This week, I will be going over the use of camera angles. Unlike something like exposure, camera angles are much easier to understand, but also have a large impact on how your photo is perceived. Camera angle uses the internalized social dynamics everyone has to influence how a subject or scene is perceived. Eg. Looking up to someone, and looking down on someone, and seeing somebody eye to eye mean very different things, and those ideas can be adapted to photography for artistic use.
Low Angle
Low angles shots are taken when the camera is physically below the subject and looking up at it. This can be done to any degree, depending on how subtle you want to make it. Camera angles looking from far on the ground, looking up can make it seem like your are seeing the world from the eyes of a child, while more subtle effects can convey a power dynamic. In the 1991 movie Silence of the Lambs, the initial scene where Clarise meets Hannibal uses very subtle differences of viewpoints to convey the back and forth between the two characters, gradually giving Hannibal more and more significance as their conversation slowly begins to get to Clarise.
To watch that scene, click here.
To emphasize the authority of the officer, I took this picture from hip height, looking slightly up at him.
Eye Level
Shots taken from eye level are neutral. They neither convey a sense of power nor helplessness and should be used to show a sense of equality or neutrality. Shots taken from eye level have much less power than the other angles, because they are how we normally perceive the world. From eye level, nothing seems out of place or interesting. That being said, not every photo needs a psychological power dynamic, and photos taken from eye level have as much potential as those taken from different angles.

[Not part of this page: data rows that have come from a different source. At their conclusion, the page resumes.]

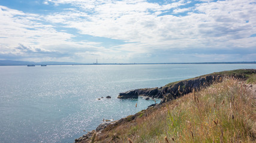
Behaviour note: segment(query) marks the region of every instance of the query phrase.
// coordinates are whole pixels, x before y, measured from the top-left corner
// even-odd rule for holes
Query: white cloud
[[[2,7],[5,10],[1,11],[0,18],[7,20],[0,21],[0,30],[3,31],[0,38],[0,38],[5,39],[0,43],[2,47],[15,47],[22,41],[24,45],[49,50],[60,49],[60,46],[66,47],[66,51],[70,47],[86,47],[94,51],[76,49],[76,56],[91,54],[92,57],[124,60],[153,55],[156,50],[252,48],[256,45],[256,38],[249,38],[256,33],[254,1],[198,1],[203,2],[183,8],[181,6],[187,6],[191,1],[160,4],[145,0],[46,0],[46,4],[60,8],[62,4],[71,6],[44,15]],[[188,14],[179,15],[184,12]],[[46,21],[49,24],[44,24]],[[74,41],[77,35],[56,30],[59,24],[77,30],[81,36],[86,35],[127,43],[107,49],[86,39]]]
[[[177,14],[177,13],[184,13],[188,11],[189,11],[190,8],[177,8],[173,10],[173,13]]]

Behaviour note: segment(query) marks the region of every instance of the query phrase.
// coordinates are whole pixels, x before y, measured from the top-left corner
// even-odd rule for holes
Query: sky
[[[255,0],[0,0],[0,60],[256,61]]]

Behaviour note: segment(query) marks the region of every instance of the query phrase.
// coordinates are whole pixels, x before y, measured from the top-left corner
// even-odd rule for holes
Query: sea
[[[239,69],[256,64],[0,66],[0,142],[74,142],[103,119],[160,102],[121,100],[120,92]]]

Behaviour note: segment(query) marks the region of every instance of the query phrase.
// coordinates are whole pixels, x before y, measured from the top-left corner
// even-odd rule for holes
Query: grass
[[[256,84],[256,74],[254,74],[248,78],[247,83]]]
[[[227,71],[223,71],[220,72],[215,72],[210,74],[207,74],[195,77],[193,77],[191,79],[185,79],[180,81],[177,81],[174,82],[169,83],[167,85],[165,85],[164,86],[170,86],[172,85],[174,85],[181,81],[183,80],[193,80],[200,77],[205,77],[207,76],[212,75],[212,76],[227,76],[227,77],[235,77],[237,79],[247,79],[249,77],[251,77],[252,74],[256,74],[256,70],[255,69],[238,69],[238,70],[227,70]]]
[[[104,138],[96,137],[95,141],[255,142],[255,97],[243,82],[223,80],[152,108],[135,120],[103,132]],[[255,83],[255,76],[248,81]]]

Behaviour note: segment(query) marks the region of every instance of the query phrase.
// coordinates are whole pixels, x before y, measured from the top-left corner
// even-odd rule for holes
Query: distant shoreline
[[[235,61],[235,62],[200,62],[200,63],[78,63],[71,62],[32,62],[32,61],[20,61],[12,60],[0,60],[0,66],[27,66],[28,64],[34,64],[35,66],[50,65],[134,65],[134,64],[256,64],[256,61]]]

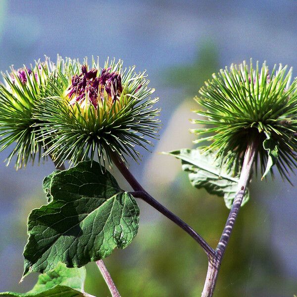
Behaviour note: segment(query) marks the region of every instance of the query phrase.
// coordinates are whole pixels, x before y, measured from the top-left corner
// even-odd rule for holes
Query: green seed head
[[[34,66],[2,73],[0,83],[0,151],[12,144],[14,148],[8,156],[7,164],[16,156],[17,169],[34,161],[36,155],[40,160],[45,144],[40,139],[39,121],[33,118],[35,106],[46,96],[48,78],[54,69],[47,57],[45,62],[36,61]]]
[[[266,175],[275,164],[283,177],[296,167],[297,80],[292,84],[292,69],[275,65],[271,72],[264,62],[254,68],[251,60],[232,65],[213,75],[195,99],[200,106],[195,120],[202,128],[192,132],[210,144],[221,163],[231,167],[240,163],[251,141],[259,143],[258,157]]]

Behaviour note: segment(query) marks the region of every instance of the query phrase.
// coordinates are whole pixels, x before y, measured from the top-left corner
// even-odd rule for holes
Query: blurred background
[[[194,189],[180,162],[158,153],[193,147],[193,100],[214,72],[243,60],[288,64],[297,75],[297,2],[129,0],[0,0],[0,69],[17,68],[44,54],[109,56],[147,69],[160,97],[160,140],[131,169],[156,198],[216,246],[228,213],[223,199]],[[0,292],[30,290],[36,274],[19,284],[30,211],[45,202],[44,177],[50,162],[16,172],[0,154]],[[115,171],[121,185],[130,190]],[[297,294],[296,188],[279,176],[254,179],[250,200],[241,210],[223,261],[215,297]],[[293,184],[297,179],[292,176]],[[207,259],[188,235],[139,202],[138,235],[105,261],[123,297],[197,297]],[[108,296],[94,263],[87,292]]]

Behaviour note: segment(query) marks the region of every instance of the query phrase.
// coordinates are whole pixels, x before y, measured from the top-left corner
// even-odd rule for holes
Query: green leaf
[[[237,190],[238,177],[233,177],[223,167],[211,152],[202,153],[198,148],[183,148],[164,153],[182,160],[183,170],[189,172],[191,184],[198,189],[204,188],[209,194],[224,197],[226,206],[231,208]],[[242,205],[248,200],[248,191],[246,191]]]
[[[29,216],[25,276],[58,262],[81,267],[126,248],[138,230],[139,208],[100,164],[90,161],[54,175],[50,203]]]
[[[41,274],[36,285],[27,293],[6,292],[0,293],[0,296],[91,297],[91,295],[84,292],[85,279],[84,267],[67,268],[65,264],[59,263],[53,270]]]
[[[58,263],[53,270],[40,274],[37,284],[28,293],[42,292],[57,285],[83,292],[86,275],[85,267],[67,268],[64,264]]]
[[[89,294],[83,293],[64,286],[56,286],[52,289],[39,293],[15,293],[5,292],[0,293],[0,296],[4,297],[85,297],[90,296]]]
[[[266,139],[263,142],[263,147],[267,152],[268,159],[266,164],[266,168],[261,180],[263,180],[267,173],[270,171],[271,167],[276,164],[278,158],[278,144],[273,139],[271,138],[270,134],[265,133]]]
[[[50,203],[52,200],[52,197],[50,192],[50,182],[51,179],[54,175],[59,172],[61,170],[55,170],[53,172],[50,174],[48,176],[45,177],[43,180],[43,189],[47,196],[48,202]]]

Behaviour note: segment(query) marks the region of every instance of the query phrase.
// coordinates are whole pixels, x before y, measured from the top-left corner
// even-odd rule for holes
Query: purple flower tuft
[[[88,95],[89,103],[97,108],[98,95],[102,102],[104,99],[104,91],[114,103],[117,96],[123,91],[121,75],[117,72],[110,72],[110,67],[103,69],[99,77],[97,77],[98,70],[92,68],[88,71],[86,65],[82,66],[82,73],[74,75],[71,80],[71,86],[68,89],[68,96],[71,104],[75,102],[83,103]]]

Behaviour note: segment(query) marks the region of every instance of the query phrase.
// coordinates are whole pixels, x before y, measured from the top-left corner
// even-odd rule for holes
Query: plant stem
[[[117,155],[112,154],[111,157],[114,164],[135,191],[131,192],[130,194],[135,198],[142,199],[186,231],[201,246],[209,259],[212,258],[215,256],[215,252],[214,249],[209,246],[207,243],[199,234],[181,219],[153,198],[142,187]]]
[[[213,294],[223,256],[233,230],[246,190],[249,182],[257,145],[257,142],[253,141],[247,148],[235,198],[216,249],[215,256],[208,259],[207,274],[201,297],[211,297]]]
[[[119,291],[117,290],[117,289],[110,276],[110,274],[109,274],[108,271],[103,262],[103,260],[97,261],[96,264],[97,264],[105,283],[108,287],[108,289],[111,293],[111,296],[112,296],[112,297],[121,297]]]
[[[60,165],[58,164],[58,162],[56,161],[54,161],[53,158],[50,157],[52,161],[53,162],[54,165],[56,167],[56,169],[59,170],[65,170],[66,169],[66,167],[65,167],[65,164],[63,163]],[[102,276],[103,276],[103,278],[105,281],[110,293],[111,293],[111,296],[112,297],[121,297],[111,277],[110,276],[110,274],[108,272],[107,269],[106,268],[103,260],[99,260],[96,262],[96,264],[101,272],[101,274],[102,274]]]

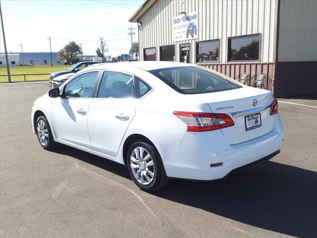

In this photo, instead of focusing on any social dynamics, I chose instead to focus on the subject. In the same vein, only the subject is in focus in the picture, further emphasizing my focus on her.
High Angle
High angle shots, obviously, are the opposite of low angle shots. The camera is physically above its subject and looking down. When used subtly, high angles give the viewer a sense of power of the subject. Extreme high angles give viewers a bird's eye view of a scene or subject, and can be used to convey distance, rather that power, over a subject.
To convey the powerlessness of the fish, I took the photo so that the viewer was looking down at it. If I had taken the same picture from below, or level with it, the picture would look okay, but there would be some sense that something is off with it.
In New York, you tend to get a lot of opportunity to take photos from above. Because of how sharply the camera is angled down, it almost feels like the viewer is a bird, flying overhead. Because of this, viewers feel much more detached and less intimate with the subject.